Cation-induced Ti3C2Tx MXene hydrogel for capacitive energy storage

Abstract

To date, Ti3C2Tx MXene has been a promising candidate for energy storage field, however the construction of 3D MXene hydrogel with their inherent hydrophilicity and high conductivity remains a challenge. Herein, a series of Ti3C2Tx MXene hydrogel was fabricated successfully via a facile and fast cation-induced strategy. Typically, the formation of hydrogel is stem from the quick cross-linking of Ti3C2Tx nanosheets, accompanying with the intercalation of high-concentration cation between the layers. Characterization analyses have demonstrated that the cation-induced Ti3C2Tx hydrogel possesses 3D porous structure and controllable basal spacing, which could synergistically facilitate fast diffusion of electrolyte ions and accessibility of electrochemical active sites. Density functional theory (DFT) calculation shows that larger hydrated radii and more intercalated cation are favorable for the expansion of basal spacing thermodynamically.
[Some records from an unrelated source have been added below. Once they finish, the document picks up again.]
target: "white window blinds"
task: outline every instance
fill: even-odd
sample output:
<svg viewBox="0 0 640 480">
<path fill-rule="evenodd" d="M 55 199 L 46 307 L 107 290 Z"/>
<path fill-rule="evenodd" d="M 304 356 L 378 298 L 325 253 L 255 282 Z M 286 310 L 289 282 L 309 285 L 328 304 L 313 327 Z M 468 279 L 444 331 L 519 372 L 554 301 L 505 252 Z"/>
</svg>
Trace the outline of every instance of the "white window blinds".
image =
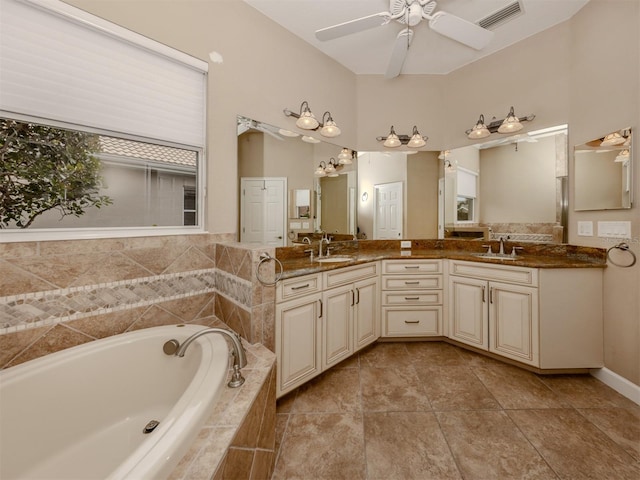
<svg viewBox="0 0 640 480">
<path fill-rule="evenodd" d="M 459 196 L 476 198 L 476 183 L 478 175 L 476 173 L 462 170 L 458 167 L 458 177 L 456 190 Z"/>
<path fill-rule="evenodd" d="M 0 110 L 205 145 L 207 63 L 57 0 L 0 0 Z"/>
</svg>

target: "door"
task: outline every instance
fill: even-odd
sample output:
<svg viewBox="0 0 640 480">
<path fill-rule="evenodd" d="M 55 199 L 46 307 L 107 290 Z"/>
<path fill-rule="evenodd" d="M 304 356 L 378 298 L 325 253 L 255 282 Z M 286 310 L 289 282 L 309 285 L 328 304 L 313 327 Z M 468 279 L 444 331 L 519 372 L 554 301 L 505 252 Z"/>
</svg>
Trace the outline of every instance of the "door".
<svg viewBox="0 0 640 480">
<path fill-rule="evenodd" d="M 285 245 L 286 178 L 240 179 L 240 241 Z"/>
<path fill-rule="evenodd" d="M 353 285 L 324 292 L 322 369 L 342 361 L 353 353 L 351 317 L 355 302 Z"/>
<path fill-rule="evenodd" d="M 449 277 L 449 335 L 454 340 L 489 349 L 487 281 Z"/>
<path fill-rule="evenodd" d="M 322 371 L 320 294 L 276 305 L 278 396 Z"/>
<path fill-rule="evenodd" d="M 354 351 L 375 342 L 379 334 L 380 299 L 378 278 L 360 280 L 354 284 L 353 315 Z"/>
<path fill-rule="evenodd" d="M 538 364 L 538 289 L 489 284 L 489 351 Z"/>
<path fill-rule="evenodd" d="M 402 238 L 403 189 L 402 182 L 375 185 L 373 210 L 374 240 Z"/>
</svg>

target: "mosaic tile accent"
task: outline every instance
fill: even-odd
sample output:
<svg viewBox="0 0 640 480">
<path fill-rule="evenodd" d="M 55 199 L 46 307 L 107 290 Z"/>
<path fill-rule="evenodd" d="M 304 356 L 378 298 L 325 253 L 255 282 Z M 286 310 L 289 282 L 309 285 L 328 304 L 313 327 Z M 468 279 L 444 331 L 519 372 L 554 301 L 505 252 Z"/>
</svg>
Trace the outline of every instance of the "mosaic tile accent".
<svg viewBox="0 0 640 480">
<path fill-rule="evenodd" d="M 0 297 L 0 334 L 214 293 L 215 285 L 215 270 L 205 269 Z"/>
</svg>

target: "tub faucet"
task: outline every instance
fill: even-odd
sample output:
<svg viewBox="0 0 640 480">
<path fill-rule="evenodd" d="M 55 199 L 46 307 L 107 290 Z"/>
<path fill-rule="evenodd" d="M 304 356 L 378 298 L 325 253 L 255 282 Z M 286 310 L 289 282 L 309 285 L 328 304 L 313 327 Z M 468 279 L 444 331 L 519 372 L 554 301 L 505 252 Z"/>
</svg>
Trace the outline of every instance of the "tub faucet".
<svg viewBox="0 0 640 480">
<path fill-rule="evenodd" d="M 306 243 L 307 245 L 311 245 L 311 239 L 309 237 L 304 237 L 302 239 L 302 243 Z"/>
<path fill-rule="evenodd" d="M 320 242 L 318 243 L 318 258 L 322 258 L 324 255 L 322 254 L 322 244 L 326 243 L 327 245 L 329 245 L 331 243 L 331 240 L 329 240 L 326 236 L 322 237 L 320 239 Z M 329 250 L 327 249 L 327 255 L 329 254 Z"/>
<path fill-rule="evenodd" d="M 500 255 L 504 255 L 504 244 L 509 237 L 500 237 Z"/>
<path fill-rule="evenodd" d="M 194 340 L 202 335 L 206 335 L 207 333 L 219 333 L 231 340 L 233 345 L 233 375 L 231 376 L 231 380 L 229 380 L 228 385 L 231 388 L 239 387 L 244 383 L 244 377 L 242 376 L 242 373 L 240 373 L 240 369 L 247 365 L 247 355 L 244 351 L 244 347 L 242 346 L 242 342 L 240 341 L 240 337 L 235 332 L 225 330 L 223 328 L 205 328 L 204 330 L 200 330 L 199 332 L 191 335 L 182 344 L 175 339 L 169 340 L 164 344 L 164 353 L 167 355 L 175 355 L 176 357 L 184 357 L 189 345 L 191 345 Z"/>
</svg>

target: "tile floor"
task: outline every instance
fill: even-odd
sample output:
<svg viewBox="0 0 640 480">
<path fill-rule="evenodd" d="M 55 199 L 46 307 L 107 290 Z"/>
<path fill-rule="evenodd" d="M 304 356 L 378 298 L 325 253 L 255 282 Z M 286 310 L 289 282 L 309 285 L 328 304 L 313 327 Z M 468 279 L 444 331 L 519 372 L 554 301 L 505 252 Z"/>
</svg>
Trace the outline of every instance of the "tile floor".
<svg viewBox="0 0 640 480">
<path fill-rule="evenodd" d="M 375 344 L 277 412 L 273 480 L 640 479 L 640 406 L 443 342 Z"/>
</svg>

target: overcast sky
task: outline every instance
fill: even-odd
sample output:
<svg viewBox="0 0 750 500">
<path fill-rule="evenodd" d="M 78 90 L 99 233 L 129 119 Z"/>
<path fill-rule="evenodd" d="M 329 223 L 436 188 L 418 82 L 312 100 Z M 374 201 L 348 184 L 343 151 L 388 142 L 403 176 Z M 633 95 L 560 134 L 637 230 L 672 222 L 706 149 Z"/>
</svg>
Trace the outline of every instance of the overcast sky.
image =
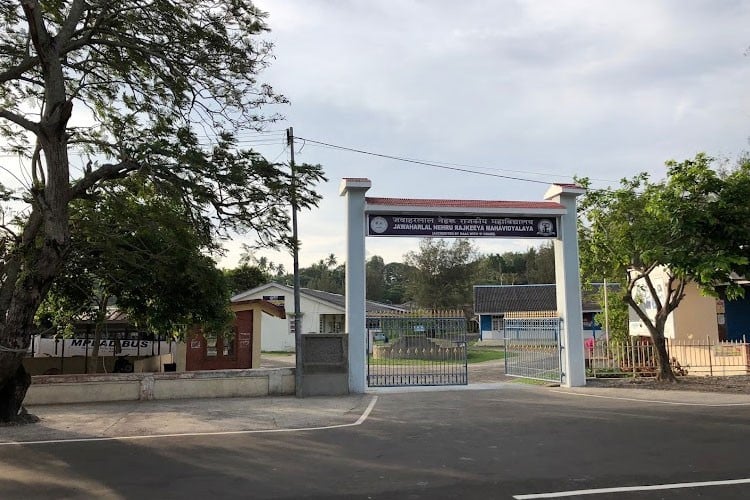
<svg viewBox="0 0 750 500">
<path fill-rule="evenodd" d="M 750 137 L 750 2 L 258 0 L 276 60 L 261 75 L 291 105 L 262 140 L 285 161 L 281 132 L 468 166 L 522 182 L 321 147 L 296 148 L 328 182 L 300 214 L 301 264 L 345 256 L 343 177 L 369 196 L 542 200 L 573 175 L 596 187 L 706 151 L 734 159 Z M 233 266 L 243 241 L 220 261 Z M 475 240 L 482 252 L 532 240 Z M 371 238 L 368 256 L 401 261 L 416 239 Z M 291 269 L 285 253 L 259 253 Z"/>
<path fill-rule="evenodd" d="M 750 137 L 750 2 L 261 0 L 295 135 L 541 181 L 451 172 L 307 143 L 329 181 L 300 215 L 301 264 L 345 255 L 342 177 L 369 196 L 542 200 L 573 175 L 597 187 Z M 262 150 L 288 158 L 270 135 Z M 277 143 L 273 143 L 277 141 Z M 300 150 L 301 149 L 301 150 Z M 281 156 L 279 156 L 281 155 Z M 237 239 L 230 248 L 236 248 Z M 483 252 L 531 240 L 476 240 Z M 368 239 L 400 261 L 418 240 Z M 224 265 L 239 253 L 232 251 Z M 267 254 L 291 268 L 291 258 Z"/>
</svg>

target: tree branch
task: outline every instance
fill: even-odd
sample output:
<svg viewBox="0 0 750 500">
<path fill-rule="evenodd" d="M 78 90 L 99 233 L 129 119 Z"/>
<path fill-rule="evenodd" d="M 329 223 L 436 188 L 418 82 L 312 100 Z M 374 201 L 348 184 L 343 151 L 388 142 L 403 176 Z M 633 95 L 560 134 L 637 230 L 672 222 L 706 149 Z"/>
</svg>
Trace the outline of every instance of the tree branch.
<svg viewBox="0 0 750 500">
<path fill-rule="evenodd" d="M 654 325 L 653 321 L 651 321 L 651 318 L 648 317 L 648 314 L 646 314 L 646 312 L 641 309 L 641 306 L 635 301 L 633 296 L 630 294 L 626 294 L 623 297 L 623 300 L 633 309 L 633 311 L 635 311 L 635 314 L 638 316 L 638 318 L 643 321 L 643 323 L 646 325 L 646 328 L 651 333 L 651 336 L 656 338 L 656 325 Z"/>
<path fill-rule="evenodd" d="M 85 9 L 85 0 L 73 0 L 73 4 L 70 6 L 70 11 L 68 12 L 68 17 L 65 18 L 60 31 L 55 36 L 55 42 L 58 47 L 67 44 L 68 40 L 73 36 L 76 26 L 78 26 L 78 22 L 81 20 L 81 16 L 83 16 Z"/>
<path fill-rule="evenodd" d="M 83 195 L 89 188 L 98 182 L 118 179 L 124 177 L 129 172 L 138 170 L 141 166 L 132 161 L 123 161 L 120 163 L 108 163 L 87 173 L 82 179 L 73 184 L 70 188 L 70 199 Z"/>
<path fill-rule="evenodd" d="M 24 73 L 26 73 L 30 69 L 33 69 L 37 64 L 39 64 L 38 57 L 26 57 L 23 61 L 16 64 L 12 68 L 8 68 L 5 71 L 0 72 L 0 83 L 5 83 L 10 80 L 21 78 Z"/>
<path fill-rule="evenodd" d="M 34 44 L 39 58 L 44 61 L 49 56 L 50 36 L 42 20 L 39 2 L 36 0 L 21 0 L 21 6 L 29 24 L 31 42 Z"/>
<path fill-rule="evenodd" d="M 675 281 L 679 282 L 679 285 L 677 288 L 672 288 L 672 285 Z M 669 276 L 669 283 L 668 286 L 668 295 L 667 295 L 667 314 L 671 313 L 675 309 L 677 309 L 677 306 L 680 304 L 680 301 L 685 295 L 685 280 L 678 279 L 675 276 L 670 275 Z"/>
<path fill-rule="evenodd" d="M 651 275 L 646 274 L 644 275 L 643 278 L 644 278 L 644 281 L 646 282 L 646 286 L 648 287 L 648 291 L 651 294 L 651 297 L 654 299 L 654 303 L 656 304 L 656 310 L 661 311 L 664 305 L 661 302 L 659 293 L 656 291 L 656 288 L 654 287 L 654 282 L 651 281 Z"/>
<path fill-rule="evenodd" d="M 34 134 L 39 134 L 40 127 L 38 123 L 32 122 L 28 118 L 24 118 L 23 116 L 17 113 L 14 113 L 4 108 L 0 108 L 0 118 L 5 118 L 6 120 L 12 121 L 16 125 L 19 125 L 25 128 L 29 132 L 33 132 Z"/>
</svg>

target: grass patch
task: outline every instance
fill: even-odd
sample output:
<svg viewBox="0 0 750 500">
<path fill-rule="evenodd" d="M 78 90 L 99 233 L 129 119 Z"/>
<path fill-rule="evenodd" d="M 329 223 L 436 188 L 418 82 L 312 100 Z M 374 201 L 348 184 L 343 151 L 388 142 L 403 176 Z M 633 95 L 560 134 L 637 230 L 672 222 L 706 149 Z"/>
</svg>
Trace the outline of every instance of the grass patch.
<svg viewBox="0 0 750 500">
<path fill-rule="evenodd" d="M 511 384 L 525 384 L 525 385 L 551 385 L 556 384 L 556 382 L 550 382 L 548 380 L 538 380 L 535 378 L 514 378 Z"/>
<path fill-rule="evenodd" d="M 505 359 L 505 351 L 470 347 L 466 353 L 466 358 L 469 363 L 484 363 L 485 361 Z"/>
</svg>

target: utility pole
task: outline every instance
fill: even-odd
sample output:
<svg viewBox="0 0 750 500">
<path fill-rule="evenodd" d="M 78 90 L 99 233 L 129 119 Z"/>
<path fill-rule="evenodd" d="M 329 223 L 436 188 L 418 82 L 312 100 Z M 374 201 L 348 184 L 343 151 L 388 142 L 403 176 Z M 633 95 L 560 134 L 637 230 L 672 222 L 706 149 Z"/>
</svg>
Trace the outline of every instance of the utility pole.
<svg viewBox="0 0 750 500">
<path fill-rule="evenodd" d="M 604 338 L 609 342 L 609 287 L 607 286 L 607 278 L 604 278 Z"/>
<path fill-rule="evenodd" d="M 299 238 L 297 235 L 297 170 L 294 166 L 294 129 L 286 129 L 286 143 L 291 154 L 289 166 L 292 171 L 292 272 L 294 274 L 294 387 L 297 397 L 302 396 L 302 331 L 300 328 L 299 296 Z"/>
</svg>

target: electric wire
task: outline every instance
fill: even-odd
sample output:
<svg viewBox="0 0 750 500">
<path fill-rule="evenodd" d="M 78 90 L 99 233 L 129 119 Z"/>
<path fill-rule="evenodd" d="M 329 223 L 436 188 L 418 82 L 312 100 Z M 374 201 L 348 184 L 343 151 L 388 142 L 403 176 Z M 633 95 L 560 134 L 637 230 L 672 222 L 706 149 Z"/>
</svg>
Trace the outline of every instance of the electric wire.
<svg viewBox="0 0 750 500">
<path fill-rule="evenodd" d="M 388 155 L 388 154 L 384 154 L 384 153 L 375 153 L 373 151 L 366 151 L 364 149 L 350 148 L 350 147 L 347 147 L 347 146 L 339 146 L 337 144 L 331 144 L 331 143 L 327 143 L 327 142 L 323 142 L 323 141 L 316 141 L 314 139 L 310 139 L 310 138 L 307 138 L 307 137 L 296 137 L 296 139 L 304 140 L 304 141 L 307 141 L 307 142 L 309 142 L 311 144 L 318 144 L 318 145 L 329 147 L 329 148 L 333 148 L 333 149 L 339 149 L 339 150 L 342 150 L 342 151 L 350 151 L 350 152 L 353 152 L 353 153 L 359 153 L 359 154 L 364 154 L 364 155 L 369 155 L 369 156 L 375 156 L 375 157 L 378 157 L 378 158 L 387 158 L 389 160 L 402 161 L 402 162 L 406 162 L 406 163 L 413 163 L 413 164 L 416 164 L 416 165 L 423 165 L 423 166 L 426 166 L 426 167 L 442 168 L 442 169 L 445 169 L 445 170 L 452 170 L 452 171 L 455 171 L 455 172 L 464 172 L 464 173 L 469 173 L 469 174 L 484 175 L 484 176 L 488 176 L 488 177 L 496 177 L 496 178 L 500 178 L 500 179 L 508 179 L 508 180 L 514 180 L 514 181 L 520 181 L 520 182 L 532 182 L 532 183 L 536 183 L 536 184 L 549 184 L 548 180 L 542 181 L 542 180 L 538 180 L 538 179 L 528 179 L 528 178 L 525 178 L 525 177 L 516 177 L 516 176 L 512 176 L 512 175 L 496 174 L 496 173 L 492 173 L 492 172 L 482 172 L 480 170 L 474 170 L 474 168 L 476 168 L 476 167 L 463 168 L 463 167 L 453 167 L 453 166 L 448 166 L 448 165 L 441 165 L 439 163 L 431 162 L 431 161 L 416 160 L 416 159 L 411 159 L 411 158 L 405 158 L 405 157 L 402 157 L 402 156 L 394 156 L 394 155 Z"/>
</svg>

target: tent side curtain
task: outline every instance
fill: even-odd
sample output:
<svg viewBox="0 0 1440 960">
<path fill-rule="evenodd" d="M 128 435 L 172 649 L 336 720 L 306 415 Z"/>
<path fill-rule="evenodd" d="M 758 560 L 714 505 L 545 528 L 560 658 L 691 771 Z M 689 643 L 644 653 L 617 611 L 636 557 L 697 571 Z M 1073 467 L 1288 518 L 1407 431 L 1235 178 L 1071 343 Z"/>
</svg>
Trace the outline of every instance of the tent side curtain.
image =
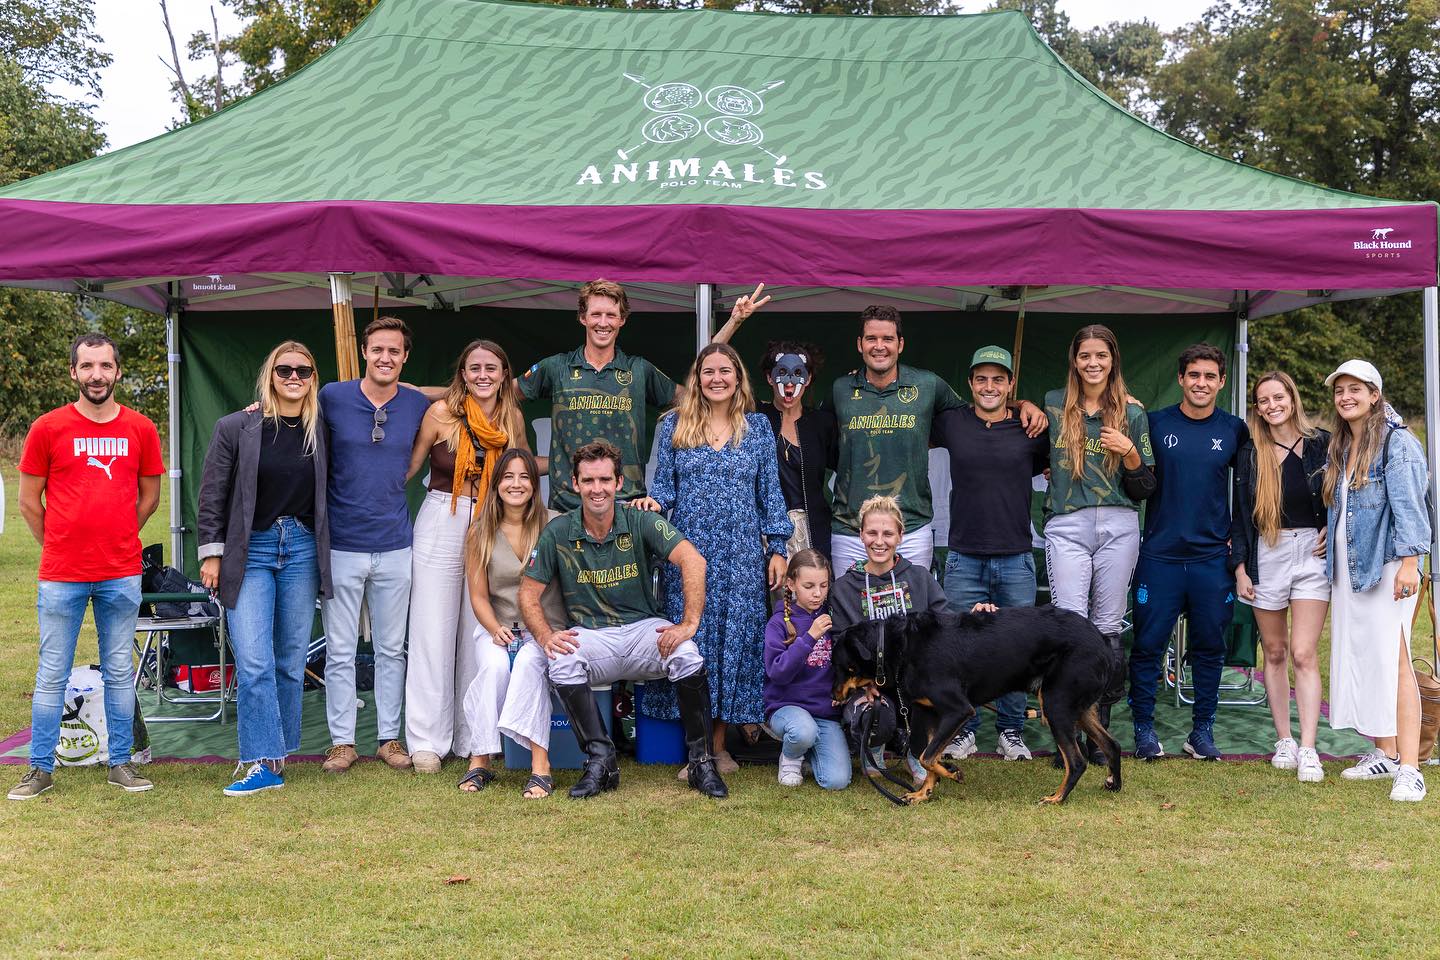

As a result, the excellent capacitance and high rate-capability are both realized in cation-induced Ti3C2Tx hydrogels. Especially, as-synthesized Al-Ti3C2Tx hydrogel delivery a remarkable capacitance of 675F/g at 1 A/g, along with a specific energy density of 46 Wh/kg when the power density is 349 h/kg, which is superior to the previous reported Ti3C2Tx electrodes. Besides, the well-designed H-Ti3C2Tx hydrogel still achieves 206F/g capacitance when the scan rate is up to 1 V/s, and it could withstand 5000 cycles with only 8% loss of capacitance. This work not only illuminates a straightforward way to construct high-performance MXene electrode for capacitive energy storage, but also provides a new guideline over the manipulation of interlayer spacing and morphology of 2D colloid materials.